The government has urged people to stop calling them foreigners. (A previous marketing campaign cast the Americans as “brothers and sisters.”)
Not everyone feels welcome: A colonial-era law still criminalizes homosexuality. The rule is rarely enforced, but LGBT activists in Ghana say it fuels discrimination and harassment.
Leaders play up other cultural and economic selling points, promoting lower costs, glittering shorelines and early investment opportunities in developing industries.
Travel restrictions during the coronavirus pandemic haven’t chilled interest, said Maurice Cheetham, who runs a tour company in Accra.
People are angry about Floyd and others who met violent ends at the hands of law enforcement. About the virus killing disproportionately high numbers of black Americans. About President Trump retweeting a video that featured a supporter yelling, “White power!”
“With the political climate, people are really looking to get here as soon as they can,” Cheetham said.
One is Kindra Parker, 42, who spent this week packing up her house in Detroit.

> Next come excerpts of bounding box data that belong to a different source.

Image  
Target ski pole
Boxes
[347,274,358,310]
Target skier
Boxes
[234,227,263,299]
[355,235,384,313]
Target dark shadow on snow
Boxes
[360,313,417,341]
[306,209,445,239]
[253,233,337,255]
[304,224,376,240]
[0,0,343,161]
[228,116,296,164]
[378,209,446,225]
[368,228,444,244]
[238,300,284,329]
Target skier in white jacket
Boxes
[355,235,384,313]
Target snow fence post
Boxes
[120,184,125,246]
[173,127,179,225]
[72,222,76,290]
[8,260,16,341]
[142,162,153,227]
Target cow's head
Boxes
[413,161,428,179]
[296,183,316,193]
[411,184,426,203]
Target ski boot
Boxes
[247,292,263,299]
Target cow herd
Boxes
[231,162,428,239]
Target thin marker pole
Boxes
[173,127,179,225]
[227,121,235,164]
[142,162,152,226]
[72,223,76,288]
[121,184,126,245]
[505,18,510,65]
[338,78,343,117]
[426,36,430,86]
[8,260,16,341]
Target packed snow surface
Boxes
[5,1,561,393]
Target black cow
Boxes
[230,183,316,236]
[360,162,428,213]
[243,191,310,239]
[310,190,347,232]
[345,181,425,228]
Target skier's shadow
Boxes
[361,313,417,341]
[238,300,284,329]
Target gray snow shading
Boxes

The music publicist fell in love with Accra when she visited in 2018 and planned to return for two months this spring. Her fiance grew up there. Then the pandemic hit, and Ghana suspended international flights.
Parker had never felt so trapped in the United States.
“I’m scouring my house, purging it, throwing everything away,” she said. “As soon as the borders open, I’m out.”
She plans to get married and stay in Ghana for the long haul.
Parker had long sensed that racism was holding her back. Her credit was good — why did that bank deny her a loan?
And her industry seemed to have a titanium ceiling. Maybe she didn’t have to work twice as hard as her white peers to advance in Ghana.
“Everyone says, ‘Ghana has its problems, too,’ ” she said. “Of course it does. However, it’s 63 years old. How old is America? We’ve had a minute to get this right.”
The headlines have exhausted Khadijah Polly, 38, who owns a popcorn company in Houston.
Her mind has lately strayed to Ghana, where one trip turned into a three-year visa’s worth of regular visits.
Polly craves the rooftops, the ocean, the pineapples she swears are uniquely tasty, the relaxation she rarely finds in the United States.
“Initially when I got there, I had zero expectations,” she said. “Then something felt familiar — like home — and that’s when I made the connection: ‘Oh, this is what it’s like to just walk.’ ”
Now she’s sure: The country holds her future.
“Do I want to have the feeling of being free and excited and curious?” Polly said. “Or do I want to continue to feel frustrated, sad and disrespected?”
Reese made a similar calculation in deciding to leave Ohio.
She’s eyeing a plot near Kumasi, the capital of the southern Ashanti region.
“There are some gorgeous houses going up,” she said. “They’re making it very reasonable, very affordable.”
That she has never been to West Africa doesn’t concern her. She has felt pulled toward the region for years. Her boyfriend is from Ghana. Her former husband is Nigerian. (She has visited South Africa.)
Her ticket to Accra is booked. She’s studying one of the local dialects, Twi, and mulling dual citizenship.
“Ghana is a very peaceful country,” she said. “We want to experience that. We want to reconnect with our ancestors. We want to teach our kids our true history.”
The next step is the construction blueprint.
Reese is torn between a two-story home with a generous veranda and something more original: a circular model meant to blend with the forest.